Pour mémoire, peu après la sortie du film, il y a donc 47 ans, les citoyens descendaient dans les rues pour dénoncer les dérives autoritaires des États sans scrupules, en Italie, en Allemagne, en France, aux États-Unis, et des groupes radicaux décidaient d’entrer dans la clandestinité, afin de dénoncer les injustices sociales et la corruption des élites, de révéler les restes fascisants des sociétés occidentales post-Guerre mondiale et passer à l’action directe. Ce fut leur choix, dans ce contexte donné, vingt-cinq ans après la IIe Guerre Mondiale, et très peu de temps après les guerres d’indépendance. Ce type d’action a depuis été bien débattu. Alors nous, maintenant, ici, ailleurs, on fait quoi ? On va déposer un bulletin de vote dans une urne ? Suffisant pour dénoncer le populisme ambiant et inscrire cette triste époque dans les mémoires ? Allons…
Joelle Palmieri
2 mars 2017
Bonjour Joelle
je pense que nous avons des différences dans l’appréciation des événements passés
mais la nouvelle version du texte me parait plus équilibrée
mais devant les incapacités ou compromissions de la gauche d’émancipation
à la juste question :
« Alors nous, maintenant, ici, ailleurs, on fait quoi ?

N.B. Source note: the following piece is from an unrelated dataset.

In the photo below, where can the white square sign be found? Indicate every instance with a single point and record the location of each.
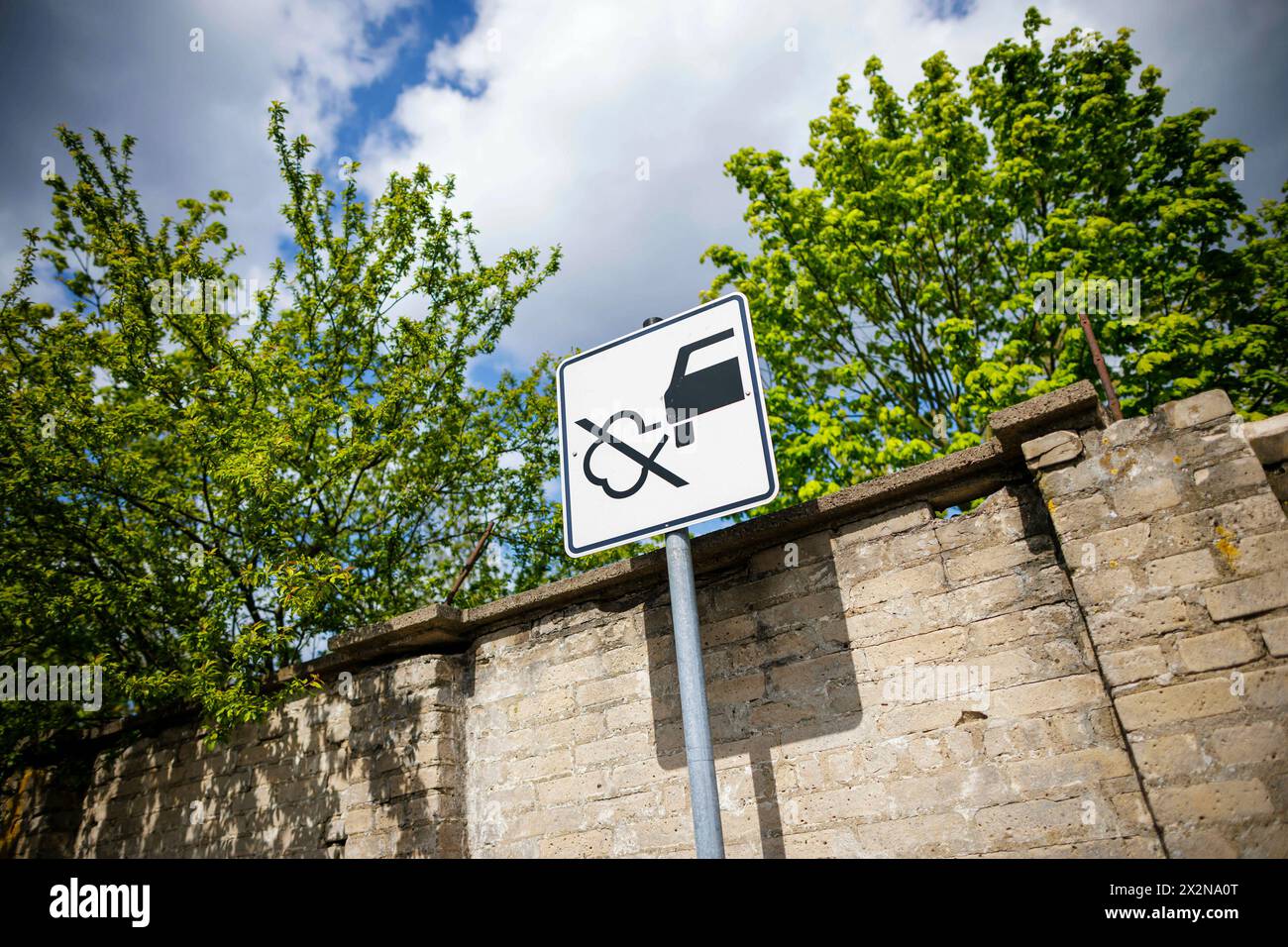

On va déposer un bulletin de vote dans une urne ?
Suffisant pour dénoncer le populisme ambiant et inscrire cette triste époque dans les mémoires ?
Allons… »
je crains que certain-ne-s ne choisissent des voies minorisantes, clandestines justement,
alors que se pose la construction de désobéissances collectives publiques
de refus, et d’actions « perturbantes » de la bonne marche des affaires
et je continue à réfléchir sur ce sujet
amitiés
Didier
Blog : http://entreleslignesentrelesmots.wordpress.com/
Bonjour,
Merci de lancer cette discussion.
Dans notre contexte actuel, pour le moins populiste, il me semble que nous sommes en manque d’alternatives politiques, aussi bien dans la pratique que dans la théorie.
Loin de faire l’apologie des années de plomb, je pose la question de la contextualisation des luttes vis-à-vis d’oligarchies à chaque fois désinhibées, banalisées, plutôt bien accueillies par une majorité blanche masculine hétérosexuelle, en manque de repères. Je pose également et comme toujours la question de la mémoire, pour rappeler qu’on ne pourra pas dire « on ne savait pas ». Je m’interroge sur la dépolitisation générale des mouvements, sur l’institutionnalisation du « collectif », de la promotion du « bien commun ».
Alors, oui d’accord pour les désobéissances collectives, les refus, les actions « perturbantes » à l’ordre établi, mais non aux dogmes, cadres, normes et instrumentalisations de toutes sortes.